Creating with AI isn't the same as generating with AI. This domain centers on authorship, learning purpose, and integrity. When AI is involved in producing work, the question isn't just "did it work?" but "whose thinking does this represent, and what did the creator actually learn?"

In your school
Use AI to explore new perspectives and build on original ideas AI can act as a thought partner—generating alternatives and surfacing angles you hadn't considered. The key is that creative ownership stays human. The AI generates possibilities; the person makes decisions. A teacher uses Copilot to brainstorm 20 different project prompts for a unit, then refines three of them into something distinctly her own, grounded in what she knows about her students.
Visualize and prototype ideas using AI tools AI tools can help turn rough ideas into visible, testable forms—from generated images to drafted plans—making the gap between idea and artifact smaller and iteration faster. A student uses an AI image tool to generate three visual concepts for a school mural proposal before deciding with the art teacher which direction to develop into a real design.

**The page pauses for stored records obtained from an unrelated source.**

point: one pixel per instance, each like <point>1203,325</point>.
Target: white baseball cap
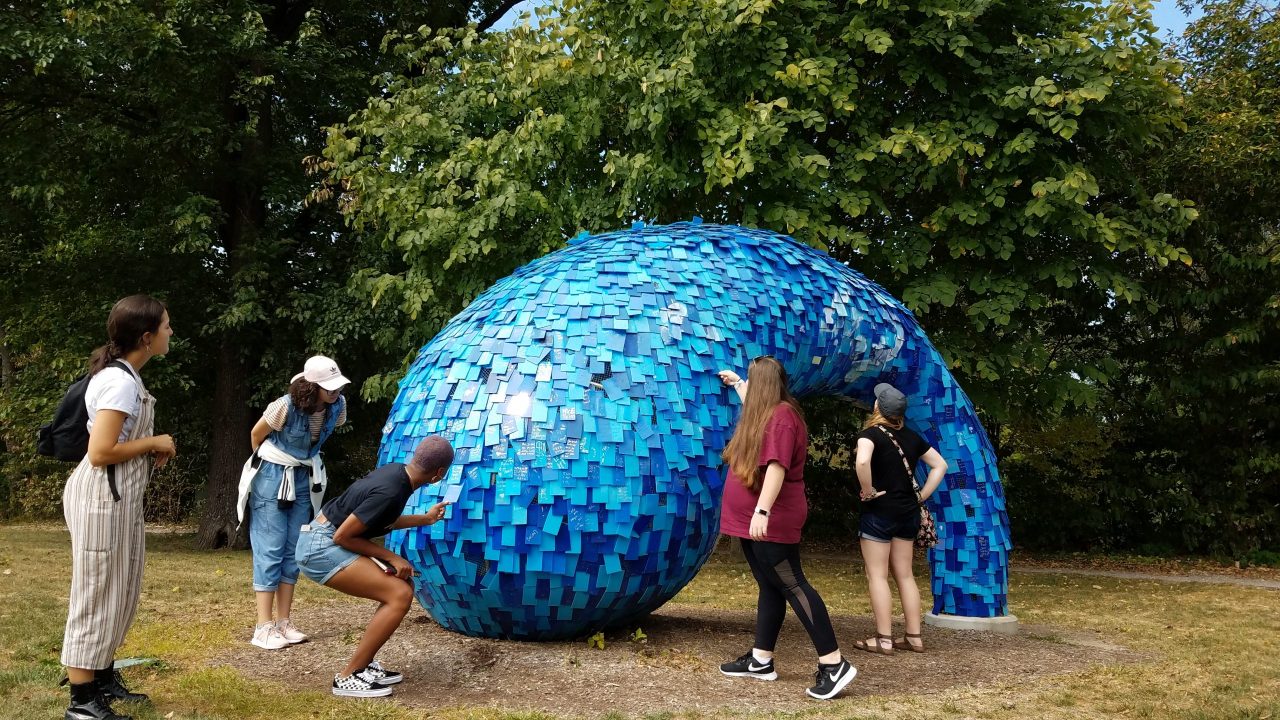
<point>323,372</point>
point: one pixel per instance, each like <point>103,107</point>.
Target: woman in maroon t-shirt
<point>766,507</point>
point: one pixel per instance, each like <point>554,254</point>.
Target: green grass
<point>1211,648</point>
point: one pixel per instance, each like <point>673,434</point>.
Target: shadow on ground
<point>675,670</point>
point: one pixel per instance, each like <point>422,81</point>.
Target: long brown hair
<point>766,390</point>
<point>131,318</point>
<point>877,418</point>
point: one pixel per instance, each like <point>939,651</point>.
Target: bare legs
<point>900,561</point>
<point>880,559</point>
<point>362,578</point>
<point>282,597</point>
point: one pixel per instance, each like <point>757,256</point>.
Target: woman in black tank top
<point>887,455</point>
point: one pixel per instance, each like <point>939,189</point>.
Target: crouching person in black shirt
<point>336,551</point>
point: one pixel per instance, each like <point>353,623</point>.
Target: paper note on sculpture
<point>581,397</point>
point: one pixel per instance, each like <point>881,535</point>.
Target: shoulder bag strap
<point>906,465</point>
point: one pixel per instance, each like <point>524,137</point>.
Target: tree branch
<point>492,18</point>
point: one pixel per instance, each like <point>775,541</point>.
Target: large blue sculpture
<point>581,397</point>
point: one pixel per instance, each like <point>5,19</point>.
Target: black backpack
<point>67,437</point>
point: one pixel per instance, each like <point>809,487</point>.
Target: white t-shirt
<point>113,388</point>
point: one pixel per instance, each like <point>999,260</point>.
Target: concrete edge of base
<point>1005,625</point>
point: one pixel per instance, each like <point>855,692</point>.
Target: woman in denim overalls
<point>283,486</point>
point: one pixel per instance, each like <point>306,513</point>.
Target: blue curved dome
<point>580,395</point>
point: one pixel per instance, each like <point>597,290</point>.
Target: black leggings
<point>777,570</point>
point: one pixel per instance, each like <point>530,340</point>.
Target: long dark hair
<point>766,390</point>
<point>131,318</point>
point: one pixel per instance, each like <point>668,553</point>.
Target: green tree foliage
<point>976,158</point>
<point>159,147</point>
<point>1188,434</point>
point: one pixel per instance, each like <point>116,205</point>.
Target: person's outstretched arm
<point>734,381</point>
<point>428,518</point>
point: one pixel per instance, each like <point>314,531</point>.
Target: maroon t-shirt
<point>786,441</point>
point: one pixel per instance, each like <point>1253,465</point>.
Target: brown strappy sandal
<point>906,645</point>
<point>878,646</point>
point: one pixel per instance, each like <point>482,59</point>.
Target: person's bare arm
<point>429,518</point>
<point>348,536</point>
<point>105,449</point>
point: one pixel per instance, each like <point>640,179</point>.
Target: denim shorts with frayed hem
<point>318,556</point>
<point>881,528</point>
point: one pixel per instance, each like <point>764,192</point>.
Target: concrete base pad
<point>1005,625</point>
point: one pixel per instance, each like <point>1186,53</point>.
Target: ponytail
<point>131,318</point>
<point>103,356</point>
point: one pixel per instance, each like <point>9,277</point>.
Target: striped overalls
<point>106,550</point>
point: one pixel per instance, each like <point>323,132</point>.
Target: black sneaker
<point>830,679</point>
<point>380,675</point>
<point>96,709</point>
<point>110,683</point>
<point>748,666</point>
<point>359,684</point>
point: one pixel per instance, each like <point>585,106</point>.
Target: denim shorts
<point>880,528</point>
<point>318,556</point>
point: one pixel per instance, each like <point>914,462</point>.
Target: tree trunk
<point>227,452</point>
<point>5,363</point>
<point>245,212</point>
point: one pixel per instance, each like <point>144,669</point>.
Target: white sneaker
<point>291,632</point>
<point>266,637</point>
<point>359,684</point>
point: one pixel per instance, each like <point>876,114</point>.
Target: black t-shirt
<point>378,500</point>
<point>888,474</point>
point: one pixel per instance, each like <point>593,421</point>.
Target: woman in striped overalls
<point>103,505</point>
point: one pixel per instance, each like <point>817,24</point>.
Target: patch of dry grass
<point>1211,647</point>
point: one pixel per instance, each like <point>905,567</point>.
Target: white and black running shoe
<point>830,679</point>
<point>748,666</point>
<point>359,684</point>
<point>380,675</point>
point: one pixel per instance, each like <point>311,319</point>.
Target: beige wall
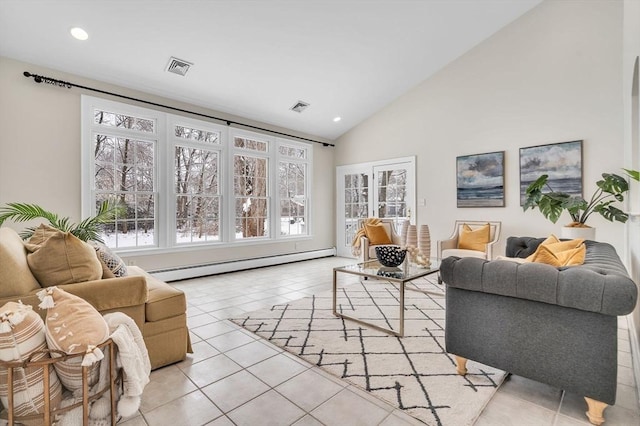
<point>40,161</point>
<point>554,75</point>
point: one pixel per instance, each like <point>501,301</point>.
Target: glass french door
<point>383,189</point>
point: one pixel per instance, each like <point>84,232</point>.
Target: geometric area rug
<point>412,373</point>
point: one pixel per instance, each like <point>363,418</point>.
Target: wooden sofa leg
<point>596,411</point>
<point>462,365</point>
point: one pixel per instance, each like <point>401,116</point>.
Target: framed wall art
<point>480,180</point>
<point>561,161</point>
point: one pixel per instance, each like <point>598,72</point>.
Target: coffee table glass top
<point>405,272</point>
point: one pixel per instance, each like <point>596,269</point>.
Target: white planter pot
<point>571,233</point>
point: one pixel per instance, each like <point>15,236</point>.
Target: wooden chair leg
<point>461,365</point>
<point>596,411</point>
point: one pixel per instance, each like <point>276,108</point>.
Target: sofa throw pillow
<point>73,326</point>
<point>553,246</point>
<point>112,261</point>
<point>568,257</point>
<point>22,336</point>
<point>63,259</point>
<point>377,234</point>
<point>42,234</point>
<point>474,239</point>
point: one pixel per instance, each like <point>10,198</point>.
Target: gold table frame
<point>373,271</point>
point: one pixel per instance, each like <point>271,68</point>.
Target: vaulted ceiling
<point>256,59</point>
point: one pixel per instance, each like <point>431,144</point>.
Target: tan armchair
<point>450,246</point>
<point>367,249</point>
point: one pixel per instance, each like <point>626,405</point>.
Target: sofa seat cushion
<point>164,301</point>
<point>15,276</point>
<point>463,253</point>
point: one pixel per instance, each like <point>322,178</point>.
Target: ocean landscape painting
<point>480,180</point>
<point>561,161</point>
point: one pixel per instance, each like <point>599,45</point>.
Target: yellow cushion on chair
<point>377,234</point>
<point>470,239</point>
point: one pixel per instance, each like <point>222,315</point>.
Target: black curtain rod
<point>42,79</point>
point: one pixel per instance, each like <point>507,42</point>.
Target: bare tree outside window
<point>124,170</point>
<point>197,187</point>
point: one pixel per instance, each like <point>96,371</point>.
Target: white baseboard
<point>635,352</point>
<point>237,265</point>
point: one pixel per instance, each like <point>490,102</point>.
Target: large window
<point>124,148</point>
<point>292,184</point>
<point>251,187</point>
<point>186,182</point>
<point>196,184</point>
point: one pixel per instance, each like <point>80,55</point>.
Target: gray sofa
<point>553,325</point>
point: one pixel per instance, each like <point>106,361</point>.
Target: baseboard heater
<point>186,272</point>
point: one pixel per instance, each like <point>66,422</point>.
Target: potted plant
<point>552,203</point>
<point>87,230</point>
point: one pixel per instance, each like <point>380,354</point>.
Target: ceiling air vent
<point>299,106</point>
<point>178,66</point>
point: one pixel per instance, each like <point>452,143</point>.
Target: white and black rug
<point>413,372</point>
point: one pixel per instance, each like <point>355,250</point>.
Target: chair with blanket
<point>373,232</point>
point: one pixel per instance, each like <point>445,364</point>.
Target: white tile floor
<point>236,378</point>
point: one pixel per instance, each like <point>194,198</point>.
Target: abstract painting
<point>480,180</point>
<point>561,161</point>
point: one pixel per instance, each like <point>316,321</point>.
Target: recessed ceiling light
<point>79,33</point>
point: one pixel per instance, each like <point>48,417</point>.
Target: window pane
<point>197,134</point>
<point>111,119</point>
<point>197,200</point>
<point>251,144</point>
<point>124,170</point>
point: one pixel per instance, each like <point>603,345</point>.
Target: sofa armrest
<point>579,287</point>
<point>111,293</point>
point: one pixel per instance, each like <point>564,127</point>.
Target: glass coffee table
<point>373,272</point>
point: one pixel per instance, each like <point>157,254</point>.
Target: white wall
<point>631,81</point>
<point>40,161</point>
<point>554,75</point>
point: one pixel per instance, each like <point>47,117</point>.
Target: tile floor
<point>236,378</point>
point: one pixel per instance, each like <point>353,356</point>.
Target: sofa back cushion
<point>16,278</point>
<point>63,259</point>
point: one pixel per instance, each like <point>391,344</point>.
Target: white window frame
<point>220,148</point>
<point>164,173</point>
<point>308,161</point>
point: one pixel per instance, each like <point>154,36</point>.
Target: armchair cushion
<point>477,239</point>
<point>377,234</point>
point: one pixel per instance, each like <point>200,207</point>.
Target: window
<point>124,155</point>
<point>196,184</point>
<point>251,188</point>
<point>187,182</point>
<point>292,183</point>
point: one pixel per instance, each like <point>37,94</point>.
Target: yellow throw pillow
<point>555,246</point>
<point>377,234</point>
<point>470,239</point>
<point>63,259</point>
<point>569,257</point>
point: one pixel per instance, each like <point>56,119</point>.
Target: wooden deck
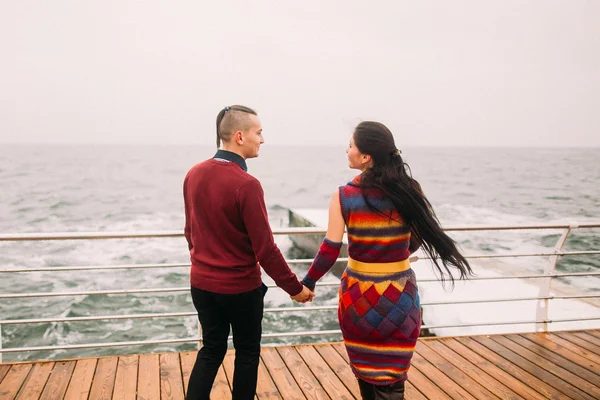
<point>562,365</point>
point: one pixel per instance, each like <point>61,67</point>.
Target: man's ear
<point>239,137</point>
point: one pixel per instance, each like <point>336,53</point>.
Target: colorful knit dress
<point>379,307</point>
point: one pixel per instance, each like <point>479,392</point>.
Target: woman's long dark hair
<point>389,174</point>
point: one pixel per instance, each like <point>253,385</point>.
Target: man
<point>228,235</point>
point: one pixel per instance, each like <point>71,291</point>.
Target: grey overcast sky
<point>438,73</point>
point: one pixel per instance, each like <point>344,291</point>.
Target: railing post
<point>199,336</point>
<point>546,284</point>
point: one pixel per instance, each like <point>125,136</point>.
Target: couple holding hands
<point>387,218</point>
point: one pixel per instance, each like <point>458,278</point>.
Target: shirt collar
<point>230,156</point>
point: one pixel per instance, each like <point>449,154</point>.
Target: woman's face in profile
<point>355,157</point>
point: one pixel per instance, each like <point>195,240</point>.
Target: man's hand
<point>306,295</point>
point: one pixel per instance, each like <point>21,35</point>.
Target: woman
<point>388,217</point>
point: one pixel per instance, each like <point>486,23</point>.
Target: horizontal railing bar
<point>292,261</point>
<point>437,303</point>
<point>95,267</point>
<point>146,342</point>
<point>268,335</point>
<point>94,292</point>
<point>324,284</point>
<point>148,316</point>
<point>509,323</point>
<point>16,237</point>
<point>270,310</point>
<point>277,231</point>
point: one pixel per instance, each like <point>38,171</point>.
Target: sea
<point>131,188</point>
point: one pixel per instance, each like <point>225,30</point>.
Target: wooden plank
<point>508,379</point>
<point>126,379</point>
<point>36,380</point>
<point>341,368</point>
<point>410,392</point>
<point>571,337</point>
<point>341,349</point>
<point>439,378</point>
<point>104,379</point>
<point>454,373</point>
<point>282,377</point>
<point>308,383</point>
<point>589,337</point>
<point>559,366</point>
<point>475,373</point>
<point>56,387</point>
<point>265,387</point>
<point>220,388</point>
<point>326,377</point>
<point>149,377</point>
<point>81,381</point>
<point>514,371</point>
<point>188,360</point>
<point>4,368</point>
<point>425,386</point>
<point>171,381</point>
<point>541,373</point>
<point>595,332</point>
<point>540,341</point>
<point>229,367</point>
<point>571,347</point>
<point>13,380</point>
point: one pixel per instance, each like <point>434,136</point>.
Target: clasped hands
<point>305,296</point>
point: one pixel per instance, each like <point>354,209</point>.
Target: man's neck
<point>234,150</point>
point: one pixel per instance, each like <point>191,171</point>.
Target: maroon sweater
<point>228,231</point>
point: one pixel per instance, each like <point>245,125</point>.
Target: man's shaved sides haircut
<point>232,119</point>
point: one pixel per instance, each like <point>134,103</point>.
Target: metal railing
<point>542,298</point>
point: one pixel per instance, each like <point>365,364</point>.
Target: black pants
<point>369,391</point>
<point>216,312</point>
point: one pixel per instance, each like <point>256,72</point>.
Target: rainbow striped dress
<point>379,307</point>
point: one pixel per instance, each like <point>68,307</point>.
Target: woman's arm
<point>330,248</point>
<point>336,225</point>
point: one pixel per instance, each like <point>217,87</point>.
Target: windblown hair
<point>230,120</point>
<point>392,175</point>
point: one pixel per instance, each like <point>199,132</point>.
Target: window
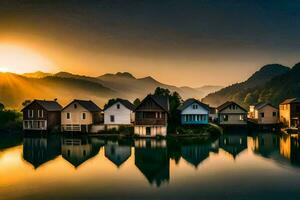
<point>112,118</point>
<point>40,113</point>
<point>83,115</point>
<point>30,113</point>
<point>241,117</point>
<point>158,115</point>
<point>225,118</point>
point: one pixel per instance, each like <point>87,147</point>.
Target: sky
<point>184,43</point>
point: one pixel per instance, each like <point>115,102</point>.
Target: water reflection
<point>117,152</point>
<point>38,150</point>
<point>79,149</point>
<point>233,144</point>
<point>153,158</point>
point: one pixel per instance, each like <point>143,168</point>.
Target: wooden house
<point>194,112</point>
<point>289,111</point>
<point>234,144</point>
<point>41,115</point>
<point>80,116</point>
<point>119,114</point>
<point>151,116</point>
<point>230,113</point>
<point>264,114</point>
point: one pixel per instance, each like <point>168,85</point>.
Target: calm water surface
<point>234,166</point>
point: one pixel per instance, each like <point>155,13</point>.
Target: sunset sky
<point>191,43</point>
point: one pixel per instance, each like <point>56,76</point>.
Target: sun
<point>3,69</point>
<point>18,59</point>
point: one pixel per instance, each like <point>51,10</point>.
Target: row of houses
<point>150,117</point>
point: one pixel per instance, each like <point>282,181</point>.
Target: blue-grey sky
<point>187,42</point>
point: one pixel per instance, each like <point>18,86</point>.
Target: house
<point>119,113</point>
<point>80,116</point>
<point>230,113</point>
<point>40,150</point>
<point>264,113</point>
<point>151,116</point>
<point>194,112</point>
<point>41,115</point>
<point>213,115</point>
<point>289,111</point>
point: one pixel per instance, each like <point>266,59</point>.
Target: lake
<point>232,166</point>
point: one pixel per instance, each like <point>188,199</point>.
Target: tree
<point>137,102</point>
<point>26,103</point>
<point>2,107</point>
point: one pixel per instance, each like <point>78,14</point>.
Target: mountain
<point>15,89</point>
<point>37,74</point>
<point>66,86</point>
<point>261,86</point>
<point>129,86</point>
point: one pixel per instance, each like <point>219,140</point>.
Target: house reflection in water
<point>151,158</point>
<point>78,150</point>
<point>117,153</point>
<point>196,153</point>
<point>290,149</point>
<point>233,143</point>
<point>266,144</point>
<point>38,150</point>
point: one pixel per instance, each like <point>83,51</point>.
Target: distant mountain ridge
<point>66,86</point>
<point>272,83</point>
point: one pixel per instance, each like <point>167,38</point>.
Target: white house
<point>119,113</point>
<point>230,113</point>
<point>194,112</point>
<point>264,113</point>
<point>80,116</point>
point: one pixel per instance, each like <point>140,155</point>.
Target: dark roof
<point>188,102</point>
<point>125,103</point>
<point>292,100</point>
<point>228,103</point>
<point>261,105</point>
<point>47,105</point>
<point>212,110</point>
<point>89,105</point>
<point>161,101</point>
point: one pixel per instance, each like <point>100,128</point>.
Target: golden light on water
<point>18,59</point>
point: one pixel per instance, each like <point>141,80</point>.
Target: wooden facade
<point>289,112</point>
<point>41,115</point>
<point>230,113</point>
<point>151,116</point>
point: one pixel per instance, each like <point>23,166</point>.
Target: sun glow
<point>20,60</point>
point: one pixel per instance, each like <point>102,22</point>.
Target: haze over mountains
<point>64,86</point>
<point>272,83</point>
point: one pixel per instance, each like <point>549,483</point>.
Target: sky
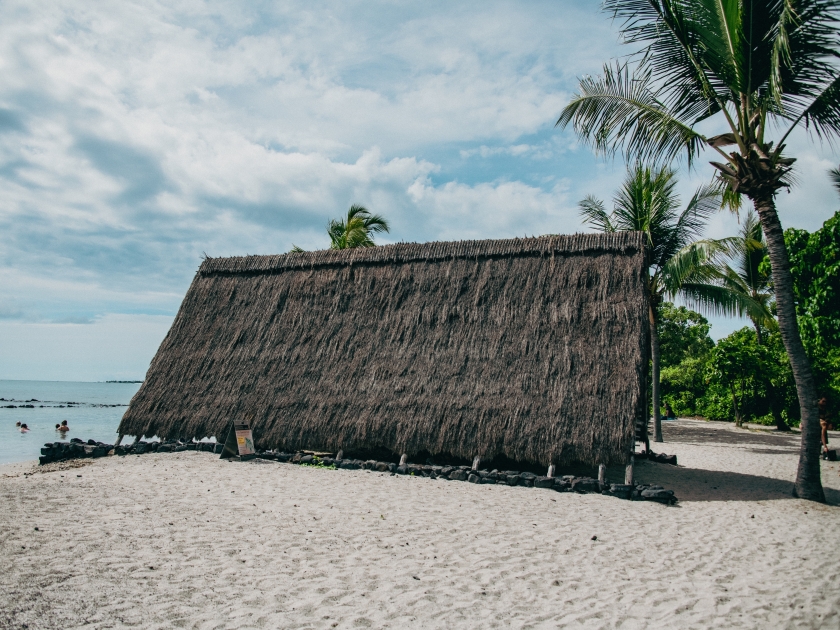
<point>138,137</point>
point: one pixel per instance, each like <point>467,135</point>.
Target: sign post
<point>239,442</point>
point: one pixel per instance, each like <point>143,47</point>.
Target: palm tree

Collaborate with AI through iteration and reflection Productive use of generative AI is iterative. You prompt, evaluate, revise, and repeat. The quality of the output depends heavily on the quality of the thinking the person brings to the process. A teacher uses multiple exchanges with Copilot to refine a differentiated lesson plan, and keeps a short reflection log noting what she changed at each step and why—turning the process itself into professional learning.
Analyze how AI affects content authenticity and intellectual property AI can generate content that looks original but is derived from others' work. Understanding this helps educators teach students about attribution, authenticity, and the real value of original thinking. A writing teacher designs a unit around the question "What makes this your work?" after students submit AI-generated essays without attribution, using the situation as a teaching moment rather than just a disciplinary one.
Talk about AI without treating it like a person When we say AI "thinks," "decides," or "knows," we give it human characteristics it doesn't have. Precise language—AI "generated," "predicted," "suggested"—keeps accountability where it belongs: with people. A coach runs a short activity at a staff meeting where teachers rewrite three common AI phrases—"the AI decided," "the AI understood," "the AI knows"—into accurate, tool-focused language.